Can we improve the accuracy by training the custom model on the Kindle dataset? Let’s see the comparison of the Kindle trained custom model with Google on the Kindle dataset.
The custom model showed a clearly visible trend to classify both negative and neutral reviews as positive, which is not good and will show really bad results for negative reviews.
Google showed reasonably good negative and positive review separation, as well as room to play with neutral results interpretation.
See what happens when custom Kindle trained data meets IMDB data.
Additionally, a lot of reviews went to the neutral sack showing a bad situation in terms of positive-negative separation.
What we came to
There are many ways to do sentiment analysis, but what Google offers is a kind of black box where you simply call an API and receive a predicted value. One of the advantages of such an approach is that there is no longer a need to be a statistician, and we have no need to accumulate the vast amounts of data required for this kind of analysis. Google NL also has the benefit of supporting all their features in a list of languages, as well as having a bit more granularity in their score (magnitude). The magnitude of a document’s sentiment indicates how much emotional content is present within the document. However, it is difficult to treat it correctly as its range is [0;+inf).

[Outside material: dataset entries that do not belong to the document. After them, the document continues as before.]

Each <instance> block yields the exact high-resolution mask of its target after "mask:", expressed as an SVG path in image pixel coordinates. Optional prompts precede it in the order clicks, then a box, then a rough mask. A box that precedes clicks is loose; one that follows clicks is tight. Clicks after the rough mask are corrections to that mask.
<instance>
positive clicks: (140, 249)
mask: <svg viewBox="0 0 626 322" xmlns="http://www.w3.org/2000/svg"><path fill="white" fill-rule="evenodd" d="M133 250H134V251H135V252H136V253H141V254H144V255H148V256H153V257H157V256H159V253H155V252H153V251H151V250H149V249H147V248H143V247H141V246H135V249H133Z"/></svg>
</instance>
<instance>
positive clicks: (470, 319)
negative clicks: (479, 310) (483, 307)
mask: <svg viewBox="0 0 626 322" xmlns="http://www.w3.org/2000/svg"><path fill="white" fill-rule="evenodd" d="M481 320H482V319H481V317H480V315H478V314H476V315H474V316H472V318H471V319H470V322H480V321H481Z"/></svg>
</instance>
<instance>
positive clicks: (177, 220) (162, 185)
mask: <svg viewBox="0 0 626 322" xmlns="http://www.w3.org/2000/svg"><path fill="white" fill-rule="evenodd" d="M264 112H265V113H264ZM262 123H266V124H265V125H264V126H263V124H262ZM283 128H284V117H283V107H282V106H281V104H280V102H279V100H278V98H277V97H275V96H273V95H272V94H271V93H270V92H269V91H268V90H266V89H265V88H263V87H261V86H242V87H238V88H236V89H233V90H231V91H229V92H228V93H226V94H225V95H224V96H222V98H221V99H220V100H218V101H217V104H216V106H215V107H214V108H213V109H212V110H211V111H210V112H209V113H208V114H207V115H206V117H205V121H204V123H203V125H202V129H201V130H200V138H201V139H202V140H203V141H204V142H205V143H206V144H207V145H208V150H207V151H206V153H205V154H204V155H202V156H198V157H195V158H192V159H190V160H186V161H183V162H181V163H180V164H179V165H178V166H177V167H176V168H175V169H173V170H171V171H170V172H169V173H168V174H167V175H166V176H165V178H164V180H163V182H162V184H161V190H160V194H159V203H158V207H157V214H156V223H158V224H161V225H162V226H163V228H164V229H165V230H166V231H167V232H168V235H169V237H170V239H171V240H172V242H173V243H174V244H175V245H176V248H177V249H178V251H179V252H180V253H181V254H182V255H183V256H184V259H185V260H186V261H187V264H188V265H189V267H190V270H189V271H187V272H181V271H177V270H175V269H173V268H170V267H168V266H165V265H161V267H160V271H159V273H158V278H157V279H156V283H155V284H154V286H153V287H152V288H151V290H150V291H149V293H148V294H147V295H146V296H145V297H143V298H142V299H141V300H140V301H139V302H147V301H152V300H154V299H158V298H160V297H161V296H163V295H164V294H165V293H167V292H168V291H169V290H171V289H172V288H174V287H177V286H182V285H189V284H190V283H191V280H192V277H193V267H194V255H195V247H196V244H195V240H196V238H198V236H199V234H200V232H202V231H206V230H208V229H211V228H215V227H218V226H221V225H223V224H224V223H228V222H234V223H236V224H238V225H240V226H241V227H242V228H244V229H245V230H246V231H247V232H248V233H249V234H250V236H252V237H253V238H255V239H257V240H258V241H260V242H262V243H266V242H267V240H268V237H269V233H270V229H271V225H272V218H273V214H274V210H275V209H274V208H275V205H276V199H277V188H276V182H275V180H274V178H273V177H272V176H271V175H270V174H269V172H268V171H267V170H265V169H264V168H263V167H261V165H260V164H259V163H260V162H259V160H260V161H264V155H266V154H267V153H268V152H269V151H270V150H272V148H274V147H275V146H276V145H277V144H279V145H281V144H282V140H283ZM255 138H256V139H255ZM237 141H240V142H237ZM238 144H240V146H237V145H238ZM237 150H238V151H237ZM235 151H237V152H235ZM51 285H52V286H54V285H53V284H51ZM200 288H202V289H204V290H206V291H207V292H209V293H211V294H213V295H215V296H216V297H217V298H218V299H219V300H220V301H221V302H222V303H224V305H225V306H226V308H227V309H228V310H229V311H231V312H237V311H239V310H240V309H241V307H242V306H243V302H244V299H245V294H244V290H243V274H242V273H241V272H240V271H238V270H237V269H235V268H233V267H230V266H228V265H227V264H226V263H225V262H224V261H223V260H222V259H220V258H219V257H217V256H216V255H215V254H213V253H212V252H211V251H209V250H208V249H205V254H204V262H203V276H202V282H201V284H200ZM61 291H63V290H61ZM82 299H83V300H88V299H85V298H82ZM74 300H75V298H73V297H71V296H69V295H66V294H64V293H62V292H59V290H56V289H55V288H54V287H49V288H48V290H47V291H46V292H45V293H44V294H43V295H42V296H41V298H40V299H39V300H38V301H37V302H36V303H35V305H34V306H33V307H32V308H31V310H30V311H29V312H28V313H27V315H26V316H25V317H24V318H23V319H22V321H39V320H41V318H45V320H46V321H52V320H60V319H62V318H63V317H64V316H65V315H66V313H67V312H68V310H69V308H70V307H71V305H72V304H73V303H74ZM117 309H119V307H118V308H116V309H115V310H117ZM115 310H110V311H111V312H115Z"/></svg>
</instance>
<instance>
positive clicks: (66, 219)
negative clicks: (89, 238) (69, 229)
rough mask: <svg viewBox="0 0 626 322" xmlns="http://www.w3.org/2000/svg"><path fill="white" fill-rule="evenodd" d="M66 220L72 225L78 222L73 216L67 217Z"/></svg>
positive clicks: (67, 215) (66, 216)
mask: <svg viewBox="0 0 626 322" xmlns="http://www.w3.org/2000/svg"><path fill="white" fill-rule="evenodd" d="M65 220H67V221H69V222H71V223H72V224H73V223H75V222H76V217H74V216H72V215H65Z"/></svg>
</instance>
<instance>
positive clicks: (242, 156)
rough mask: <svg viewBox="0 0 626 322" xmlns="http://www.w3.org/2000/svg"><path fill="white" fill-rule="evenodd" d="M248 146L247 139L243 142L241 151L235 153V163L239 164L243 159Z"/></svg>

So what does magnitude 1 actually mean?
The obvious disadvantage is a lack of ability to fine tune the algorithm. The only possible tuning is an adjustment of the threshold for “clearly positive” and “clearly negative” sentiments for the specific use cases. Besides, usage costs for the Google Natural Language processing API are computed monthly based on which feature of the API is used, and how many text records are evaluated using those features.
So what are the benefits of using a custom approach?
In business, efficiency and profitability go hand in hand. No two businesses are the same, which is why so many prefer not to use off the shelf algorithms, but go for a more custom approach.
The benefits of custom models are proven:
- more control,
- increased efficiency,
- full customisation,
- reduction of costs,
- more accurate insights, and
- right focusing on the growth of the business, to name but a few.